Imagem: reprodução do site do jornal A Plateia

Por Raulino Júnior ||Opinião de Segunda||

Eleição que é eleição tem que ter enganação. Isso poderia ser um slogan, mas não é. É só uma percepção mesmo. No próximo dia 15 de novembro, mais de 147 milhões de brasileiros vão escolher prefeitos e vereadores, em 5.569 municípios, de acordo com dados do Tribunal Superior Eleitoral (TSE). Para isso acontecer de forma responsável, é preciso ficar bem atento a várias questões, inclusive ao marketing político de cada candidato. Gente que nunca foi favela está usando tal discurso para se eleger. Você não vai cair nessa, não é? Estamos em 2020 e não podemos mais aceitar práticas eleitoreiras de 1500.

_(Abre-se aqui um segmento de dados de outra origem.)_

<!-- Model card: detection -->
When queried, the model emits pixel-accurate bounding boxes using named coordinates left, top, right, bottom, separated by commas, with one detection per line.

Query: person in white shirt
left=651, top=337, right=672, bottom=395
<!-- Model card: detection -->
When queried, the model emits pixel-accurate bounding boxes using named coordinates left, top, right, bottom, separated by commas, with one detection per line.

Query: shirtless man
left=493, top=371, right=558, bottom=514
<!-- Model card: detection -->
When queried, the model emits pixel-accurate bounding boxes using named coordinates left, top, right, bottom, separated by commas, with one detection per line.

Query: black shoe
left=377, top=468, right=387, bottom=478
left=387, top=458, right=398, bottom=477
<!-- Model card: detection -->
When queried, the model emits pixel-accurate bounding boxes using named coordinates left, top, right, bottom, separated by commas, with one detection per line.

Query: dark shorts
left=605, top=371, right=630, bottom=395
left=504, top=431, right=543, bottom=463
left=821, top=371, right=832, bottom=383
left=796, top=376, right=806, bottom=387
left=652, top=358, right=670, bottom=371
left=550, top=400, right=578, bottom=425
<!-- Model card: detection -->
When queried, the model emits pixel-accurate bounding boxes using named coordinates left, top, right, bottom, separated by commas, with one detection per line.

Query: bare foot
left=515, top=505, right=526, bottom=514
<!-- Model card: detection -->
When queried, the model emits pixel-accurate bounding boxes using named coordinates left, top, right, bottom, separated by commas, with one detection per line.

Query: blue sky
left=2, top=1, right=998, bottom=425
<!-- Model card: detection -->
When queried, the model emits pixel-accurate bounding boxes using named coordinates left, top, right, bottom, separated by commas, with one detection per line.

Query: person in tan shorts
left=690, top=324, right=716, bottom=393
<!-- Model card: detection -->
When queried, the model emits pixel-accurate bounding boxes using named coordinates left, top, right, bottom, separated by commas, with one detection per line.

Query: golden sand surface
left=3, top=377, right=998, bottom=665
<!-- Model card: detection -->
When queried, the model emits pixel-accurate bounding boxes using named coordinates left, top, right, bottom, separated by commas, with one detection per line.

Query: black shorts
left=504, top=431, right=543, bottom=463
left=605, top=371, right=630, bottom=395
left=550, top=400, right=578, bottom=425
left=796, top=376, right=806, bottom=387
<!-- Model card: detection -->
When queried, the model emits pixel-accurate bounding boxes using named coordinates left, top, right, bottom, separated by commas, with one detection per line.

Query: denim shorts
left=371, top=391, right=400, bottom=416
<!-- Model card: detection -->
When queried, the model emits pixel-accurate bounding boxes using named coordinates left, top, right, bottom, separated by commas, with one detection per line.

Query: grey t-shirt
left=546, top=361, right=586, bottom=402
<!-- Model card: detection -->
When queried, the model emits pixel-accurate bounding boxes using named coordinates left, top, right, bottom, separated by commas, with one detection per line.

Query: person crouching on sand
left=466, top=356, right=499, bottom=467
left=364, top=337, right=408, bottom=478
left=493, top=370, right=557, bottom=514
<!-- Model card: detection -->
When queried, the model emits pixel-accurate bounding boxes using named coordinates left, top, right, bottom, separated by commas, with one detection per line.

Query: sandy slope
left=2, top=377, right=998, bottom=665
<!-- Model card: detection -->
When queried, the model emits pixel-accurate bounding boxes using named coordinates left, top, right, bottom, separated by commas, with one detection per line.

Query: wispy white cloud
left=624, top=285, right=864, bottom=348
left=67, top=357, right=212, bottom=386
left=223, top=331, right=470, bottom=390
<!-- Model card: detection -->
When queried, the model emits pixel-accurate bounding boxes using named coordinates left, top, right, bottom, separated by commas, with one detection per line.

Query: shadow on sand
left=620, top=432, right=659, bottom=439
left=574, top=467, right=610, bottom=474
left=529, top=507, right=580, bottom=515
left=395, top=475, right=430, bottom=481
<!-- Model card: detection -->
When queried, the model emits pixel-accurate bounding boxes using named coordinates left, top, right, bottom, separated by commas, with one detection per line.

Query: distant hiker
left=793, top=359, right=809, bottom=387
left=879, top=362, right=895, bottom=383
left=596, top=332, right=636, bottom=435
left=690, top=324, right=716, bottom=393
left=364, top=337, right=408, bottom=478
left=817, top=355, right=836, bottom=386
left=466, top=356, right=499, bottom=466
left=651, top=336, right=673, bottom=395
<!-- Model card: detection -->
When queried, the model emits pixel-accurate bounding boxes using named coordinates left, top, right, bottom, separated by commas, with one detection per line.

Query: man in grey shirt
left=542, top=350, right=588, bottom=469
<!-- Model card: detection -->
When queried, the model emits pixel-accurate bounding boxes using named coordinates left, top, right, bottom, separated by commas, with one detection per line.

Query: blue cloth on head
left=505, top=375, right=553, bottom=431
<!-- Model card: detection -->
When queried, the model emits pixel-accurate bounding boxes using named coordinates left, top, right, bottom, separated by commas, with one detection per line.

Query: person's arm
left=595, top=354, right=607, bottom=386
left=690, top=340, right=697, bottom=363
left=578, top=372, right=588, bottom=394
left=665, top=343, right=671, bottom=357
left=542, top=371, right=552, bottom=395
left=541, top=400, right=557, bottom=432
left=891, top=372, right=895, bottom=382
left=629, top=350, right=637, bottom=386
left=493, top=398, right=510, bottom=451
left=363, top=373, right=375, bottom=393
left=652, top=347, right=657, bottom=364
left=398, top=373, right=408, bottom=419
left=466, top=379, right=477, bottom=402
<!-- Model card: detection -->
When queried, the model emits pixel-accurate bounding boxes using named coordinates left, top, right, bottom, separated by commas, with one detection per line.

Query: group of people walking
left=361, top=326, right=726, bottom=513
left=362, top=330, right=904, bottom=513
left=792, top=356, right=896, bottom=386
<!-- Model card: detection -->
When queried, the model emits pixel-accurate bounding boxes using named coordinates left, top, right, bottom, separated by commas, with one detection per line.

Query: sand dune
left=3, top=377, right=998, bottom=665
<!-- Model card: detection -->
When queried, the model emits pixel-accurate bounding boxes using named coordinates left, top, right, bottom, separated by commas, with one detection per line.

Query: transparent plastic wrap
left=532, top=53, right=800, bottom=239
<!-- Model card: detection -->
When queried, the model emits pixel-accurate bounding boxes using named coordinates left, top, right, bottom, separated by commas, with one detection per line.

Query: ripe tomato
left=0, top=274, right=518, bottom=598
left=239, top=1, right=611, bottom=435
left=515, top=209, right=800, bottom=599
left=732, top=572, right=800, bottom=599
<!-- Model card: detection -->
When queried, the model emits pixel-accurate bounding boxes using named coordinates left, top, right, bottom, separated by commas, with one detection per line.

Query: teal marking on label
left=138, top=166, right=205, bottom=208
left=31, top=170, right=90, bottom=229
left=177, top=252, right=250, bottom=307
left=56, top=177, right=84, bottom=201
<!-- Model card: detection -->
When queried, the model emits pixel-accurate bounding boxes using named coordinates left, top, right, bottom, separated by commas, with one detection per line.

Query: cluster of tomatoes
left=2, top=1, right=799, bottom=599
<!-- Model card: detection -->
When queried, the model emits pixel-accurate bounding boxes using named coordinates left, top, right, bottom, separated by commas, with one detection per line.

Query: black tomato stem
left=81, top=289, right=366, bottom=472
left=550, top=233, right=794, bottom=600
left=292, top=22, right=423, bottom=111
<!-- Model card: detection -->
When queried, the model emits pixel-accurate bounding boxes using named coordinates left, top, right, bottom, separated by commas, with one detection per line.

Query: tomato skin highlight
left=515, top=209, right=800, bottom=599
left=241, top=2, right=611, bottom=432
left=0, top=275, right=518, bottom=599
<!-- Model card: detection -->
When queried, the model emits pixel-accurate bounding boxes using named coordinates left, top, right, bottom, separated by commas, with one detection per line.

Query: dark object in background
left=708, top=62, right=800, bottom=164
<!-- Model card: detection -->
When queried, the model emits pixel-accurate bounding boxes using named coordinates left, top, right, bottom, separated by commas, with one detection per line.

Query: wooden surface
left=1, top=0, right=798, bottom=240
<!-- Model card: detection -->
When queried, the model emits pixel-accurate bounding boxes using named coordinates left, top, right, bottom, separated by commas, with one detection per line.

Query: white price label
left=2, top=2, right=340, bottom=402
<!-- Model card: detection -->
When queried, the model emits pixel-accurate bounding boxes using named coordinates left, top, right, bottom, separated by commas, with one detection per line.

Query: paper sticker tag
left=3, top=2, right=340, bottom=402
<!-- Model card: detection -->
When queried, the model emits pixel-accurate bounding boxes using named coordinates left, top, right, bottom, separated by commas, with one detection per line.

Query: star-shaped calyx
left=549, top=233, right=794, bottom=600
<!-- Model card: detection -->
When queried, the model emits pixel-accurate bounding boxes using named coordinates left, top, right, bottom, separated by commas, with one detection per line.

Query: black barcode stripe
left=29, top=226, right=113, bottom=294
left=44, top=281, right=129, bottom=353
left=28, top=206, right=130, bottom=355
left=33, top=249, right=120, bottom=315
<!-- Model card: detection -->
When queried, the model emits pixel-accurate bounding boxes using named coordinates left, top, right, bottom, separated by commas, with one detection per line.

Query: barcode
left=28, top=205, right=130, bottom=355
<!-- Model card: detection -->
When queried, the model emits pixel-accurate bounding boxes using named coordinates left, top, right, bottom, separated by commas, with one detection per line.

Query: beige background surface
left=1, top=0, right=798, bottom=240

Pelo Instituto Brasileiro de Geografia e Estatística (IBGE), a favela, ou para ser mais fiel ao termo que é utilizado pelo órgão desde 2010, o aglomerado subnormal “é uma forma de ocupação irregular de terrenos de propriedade alheia – públicos ou privados – para fins de habitação em áreas urbanas e, em geral, caracterizados por um padrão urbanístico irregular, carência de serviços públicos essenciais e localização em áreas com restrição à ocupação”. Dizer que é favela é bem diferente de ser favela. Se o candidato não vive essa realidade, não pode dizer que é favela, porque não é. O uso adjetivado do termo, já incorporado pela linguística, é passarela de oportunismo em período de eleição. Muita gente desfila, busca os flashes e quer associação com o lugar que carece de políticas públicas adequadas. Além disso, a visão retratada pelo marketing político é sempre estereotipada, como se toda favela fosse igual. E não é.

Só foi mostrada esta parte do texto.